The slimes of the “Nizhnekamskneftekhim” enterprise are populated with their own microflora that aggressively destroys waste. Appropriate conditions were created for microbes: good airing of compost beds was ensured and nutrients – laprol production wastage– were poured on the beds. In response to the care, microorganisms destroyed major contamination within four months. 14 more months were taken up by degradation of residual, mainly hard-to-reach slime components. In a year and a half after composting had begun, oil carbohydrates concentration in the bed equaled about 12 g/kg, the initial level of contamination making more than 56 g/kg, that is, the decrease was by 85 percent. Content of stable fraction of multiring aromatic hydrocarbons reduced by 90 percent. During the year and a half, the compost toxicity sometimes reduced or sometimes slightly increased, but the final variant turned out to be quite harmless, even red radish grows upon the compost.

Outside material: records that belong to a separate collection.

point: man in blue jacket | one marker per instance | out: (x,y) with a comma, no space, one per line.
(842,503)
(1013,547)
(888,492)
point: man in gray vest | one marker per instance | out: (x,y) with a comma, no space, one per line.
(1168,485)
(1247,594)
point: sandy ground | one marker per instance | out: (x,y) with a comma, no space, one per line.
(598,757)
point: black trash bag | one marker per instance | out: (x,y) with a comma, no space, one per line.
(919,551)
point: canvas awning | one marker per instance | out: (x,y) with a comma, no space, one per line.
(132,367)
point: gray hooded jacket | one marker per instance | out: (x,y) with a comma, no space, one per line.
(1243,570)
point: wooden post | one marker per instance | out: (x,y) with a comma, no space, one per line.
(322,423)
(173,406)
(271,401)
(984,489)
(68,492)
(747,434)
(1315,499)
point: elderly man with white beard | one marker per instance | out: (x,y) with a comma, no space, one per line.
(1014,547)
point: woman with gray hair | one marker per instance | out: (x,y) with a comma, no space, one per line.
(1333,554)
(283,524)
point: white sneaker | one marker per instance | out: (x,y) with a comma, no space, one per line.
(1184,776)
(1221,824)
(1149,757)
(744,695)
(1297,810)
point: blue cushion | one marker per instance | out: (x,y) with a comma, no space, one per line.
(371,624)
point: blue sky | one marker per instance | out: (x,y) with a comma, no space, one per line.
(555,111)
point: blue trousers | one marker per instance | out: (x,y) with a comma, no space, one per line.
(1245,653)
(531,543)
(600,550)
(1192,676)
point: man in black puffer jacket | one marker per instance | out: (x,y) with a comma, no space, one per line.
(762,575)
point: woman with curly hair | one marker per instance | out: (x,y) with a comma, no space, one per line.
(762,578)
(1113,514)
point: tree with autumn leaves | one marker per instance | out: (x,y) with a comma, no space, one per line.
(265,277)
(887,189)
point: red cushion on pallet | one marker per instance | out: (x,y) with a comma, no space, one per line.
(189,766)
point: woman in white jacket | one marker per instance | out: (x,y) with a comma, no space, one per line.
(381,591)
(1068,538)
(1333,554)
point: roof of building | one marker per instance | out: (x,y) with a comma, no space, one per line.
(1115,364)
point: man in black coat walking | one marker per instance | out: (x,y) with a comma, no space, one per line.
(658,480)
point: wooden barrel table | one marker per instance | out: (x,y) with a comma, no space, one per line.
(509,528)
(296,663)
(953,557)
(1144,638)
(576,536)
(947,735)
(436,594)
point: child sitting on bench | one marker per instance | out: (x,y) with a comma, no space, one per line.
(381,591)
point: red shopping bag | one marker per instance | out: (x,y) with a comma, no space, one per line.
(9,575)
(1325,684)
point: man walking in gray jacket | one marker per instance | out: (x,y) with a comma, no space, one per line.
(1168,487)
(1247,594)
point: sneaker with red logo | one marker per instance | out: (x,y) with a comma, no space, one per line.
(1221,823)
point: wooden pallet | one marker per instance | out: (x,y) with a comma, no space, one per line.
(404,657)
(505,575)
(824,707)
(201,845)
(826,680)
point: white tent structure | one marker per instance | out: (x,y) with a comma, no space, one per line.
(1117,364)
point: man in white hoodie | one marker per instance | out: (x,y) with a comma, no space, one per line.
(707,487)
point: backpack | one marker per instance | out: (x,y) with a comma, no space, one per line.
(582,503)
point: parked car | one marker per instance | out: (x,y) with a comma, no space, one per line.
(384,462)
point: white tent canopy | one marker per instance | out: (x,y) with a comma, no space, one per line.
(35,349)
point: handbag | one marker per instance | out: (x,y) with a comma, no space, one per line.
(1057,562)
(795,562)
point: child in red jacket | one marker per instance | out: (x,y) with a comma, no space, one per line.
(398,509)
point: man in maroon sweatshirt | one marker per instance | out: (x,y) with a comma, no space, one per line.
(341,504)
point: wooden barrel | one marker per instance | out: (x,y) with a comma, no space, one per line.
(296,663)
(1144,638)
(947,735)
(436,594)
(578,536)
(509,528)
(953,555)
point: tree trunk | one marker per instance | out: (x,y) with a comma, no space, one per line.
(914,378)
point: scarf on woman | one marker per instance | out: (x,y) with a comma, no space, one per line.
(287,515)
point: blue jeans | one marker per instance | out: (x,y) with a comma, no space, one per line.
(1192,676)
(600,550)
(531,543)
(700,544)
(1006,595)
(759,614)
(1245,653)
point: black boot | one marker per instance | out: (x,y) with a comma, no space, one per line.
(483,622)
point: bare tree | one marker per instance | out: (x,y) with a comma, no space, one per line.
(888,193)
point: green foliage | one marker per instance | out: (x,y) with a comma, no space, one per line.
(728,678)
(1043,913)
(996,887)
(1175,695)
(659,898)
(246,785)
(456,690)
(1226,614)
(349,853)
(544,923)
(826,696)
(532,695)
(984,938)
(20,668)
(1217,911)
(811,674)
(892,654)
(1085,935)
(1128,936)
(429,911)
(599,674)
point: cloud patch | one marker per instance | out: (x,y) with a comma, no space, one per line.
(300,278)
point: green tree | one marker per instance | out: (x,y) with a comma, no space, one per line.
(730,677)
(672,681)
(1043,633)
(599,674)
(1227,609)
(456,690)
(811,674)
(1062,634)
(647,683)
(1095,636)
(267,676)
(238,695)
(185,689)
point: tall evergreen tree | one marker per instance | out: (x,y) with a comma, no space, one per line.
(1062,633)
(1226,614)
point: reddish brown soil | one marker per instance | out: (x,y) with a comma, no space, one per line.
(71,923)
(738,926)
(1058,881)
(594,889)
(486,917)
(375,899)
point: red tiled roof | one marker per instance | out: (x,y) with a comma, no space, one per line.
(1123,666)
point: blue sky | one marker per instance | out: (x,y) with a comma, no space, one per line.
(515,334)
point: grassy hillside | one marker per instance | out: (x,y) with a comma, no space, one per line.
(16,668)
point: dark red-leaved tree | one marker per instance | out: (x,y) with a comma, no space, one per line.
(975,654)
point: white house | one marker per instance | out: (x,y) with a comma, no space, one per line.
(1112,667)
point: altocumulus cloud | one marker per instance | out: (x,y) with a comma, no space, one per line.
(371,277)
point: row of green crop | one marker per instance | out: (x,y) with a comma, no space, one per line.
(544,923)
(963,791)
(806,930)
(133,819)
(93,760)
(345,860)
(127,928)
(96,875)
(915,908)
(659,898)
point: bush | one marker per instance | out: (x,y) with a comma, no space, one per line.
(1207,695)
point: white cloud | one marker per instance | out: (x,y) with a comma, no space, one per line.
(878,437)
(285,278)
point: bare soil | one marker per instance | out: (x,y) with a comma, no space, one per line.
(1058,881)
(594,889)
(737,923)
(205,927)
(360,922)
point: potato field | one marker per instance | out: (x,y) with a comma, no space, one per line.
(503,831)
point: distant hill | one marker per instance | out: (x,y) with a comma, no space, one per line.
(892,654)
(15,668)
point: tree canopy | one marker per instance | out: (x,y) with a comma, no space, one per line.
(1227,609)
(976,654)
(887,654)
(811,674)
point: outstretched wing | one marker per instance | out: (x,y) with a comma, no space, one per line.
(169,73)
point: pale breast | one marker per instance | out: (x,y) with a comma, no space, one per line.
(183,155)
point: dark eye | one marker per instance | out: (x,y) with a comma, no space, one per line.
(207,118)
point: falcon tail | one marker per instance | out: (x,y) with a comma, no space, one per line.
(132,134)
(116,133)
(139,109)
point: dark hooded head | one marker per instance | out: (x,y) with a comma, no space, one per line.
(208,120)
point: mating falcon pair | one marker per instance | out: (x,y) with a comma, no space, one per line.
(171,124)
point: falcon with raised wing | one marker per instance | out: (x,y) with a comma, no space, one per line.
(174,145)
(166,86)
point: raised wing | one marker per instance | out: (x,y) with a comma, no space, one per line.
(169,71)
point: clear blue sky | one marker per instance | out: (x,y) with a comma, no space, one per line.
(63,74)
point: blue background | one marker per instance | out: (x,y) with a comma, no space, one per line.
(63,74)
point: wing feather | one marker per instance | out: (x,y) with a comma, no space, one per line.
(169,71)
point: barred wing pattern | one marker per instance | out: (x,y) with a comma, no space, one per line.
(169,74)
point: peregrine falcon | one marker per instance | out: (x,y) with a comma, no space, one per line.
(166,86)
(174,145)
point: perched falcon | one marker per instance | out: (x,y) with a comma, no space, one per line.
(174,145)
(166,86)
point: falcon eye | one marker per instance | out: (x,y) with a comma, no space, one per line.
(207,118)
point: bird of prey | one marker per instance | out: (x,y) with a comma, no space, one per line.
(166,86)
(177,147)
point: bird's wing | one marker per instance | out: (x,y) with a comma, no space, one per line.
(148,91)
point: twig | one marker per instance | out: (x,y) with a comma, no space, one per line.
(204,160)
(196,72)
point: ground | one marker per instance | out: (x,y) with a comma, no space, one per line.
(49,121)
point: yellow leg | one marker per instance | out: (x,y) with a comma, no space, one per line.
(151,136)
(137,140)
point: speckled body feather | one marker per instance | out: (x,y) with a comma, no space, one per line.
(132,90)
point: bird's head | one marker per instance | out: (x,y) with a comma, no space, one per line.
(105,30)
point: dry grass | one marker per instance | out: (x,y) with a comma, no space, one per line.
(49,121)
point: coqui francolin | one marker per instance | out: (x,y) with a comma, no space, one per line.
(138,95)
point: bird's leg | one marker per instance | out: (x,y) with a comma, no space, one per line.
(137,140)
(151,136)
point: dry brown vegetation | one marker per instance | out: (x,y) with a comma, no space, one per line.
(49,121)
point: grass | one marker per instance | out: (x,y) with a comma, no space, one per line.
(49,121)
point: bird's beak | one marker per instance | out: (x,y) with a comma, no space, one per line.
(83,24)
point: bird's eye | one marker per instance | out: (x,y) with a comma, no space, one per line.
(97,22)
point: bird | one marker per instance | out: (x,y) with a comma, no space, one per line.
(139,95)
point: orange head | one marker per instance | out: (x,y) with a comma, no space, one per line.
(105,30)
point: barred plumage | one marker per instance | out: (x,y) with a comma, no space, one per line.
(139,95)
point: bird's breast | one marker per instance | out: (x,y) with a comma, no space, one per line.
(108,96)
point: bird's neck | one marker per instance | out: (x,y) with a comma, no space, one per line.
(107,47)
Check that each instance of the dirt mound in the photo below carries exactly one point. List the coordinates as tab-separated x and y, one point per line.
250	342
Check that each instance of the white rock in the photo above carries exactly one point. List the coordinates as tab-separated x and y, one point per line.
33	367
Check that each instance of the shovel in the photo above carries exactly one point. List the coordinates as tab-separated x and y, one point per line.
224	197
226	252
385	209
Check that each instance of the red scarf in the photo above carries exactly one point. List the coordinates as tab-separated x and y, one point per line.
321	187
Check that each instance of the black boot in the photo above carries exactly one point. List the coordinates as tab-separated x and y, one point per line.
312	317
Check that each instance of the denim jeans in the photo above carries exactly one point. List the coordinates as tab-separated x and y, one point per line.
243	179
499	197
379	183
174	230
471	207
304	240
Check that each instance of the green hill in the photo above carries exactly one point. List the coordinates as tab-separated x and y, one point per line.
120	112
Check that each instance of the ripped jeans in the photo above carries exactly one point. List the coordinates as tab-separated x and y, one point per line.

This is how the researchers found the way to efficiently neutralize petrochemical slime and to simultaneously utilize two more petrochemical wastes - exhaust biofilter filler material and laprol production wastage. The researchers assume that the process will be improved and they will achieve finer cleaning of petrochemical waste due to interaction of microorganisms and plants. Them the composting technology may be used for recovery of disrupted lands, scrap-heaps reclamation and forest growing on exhausted soils.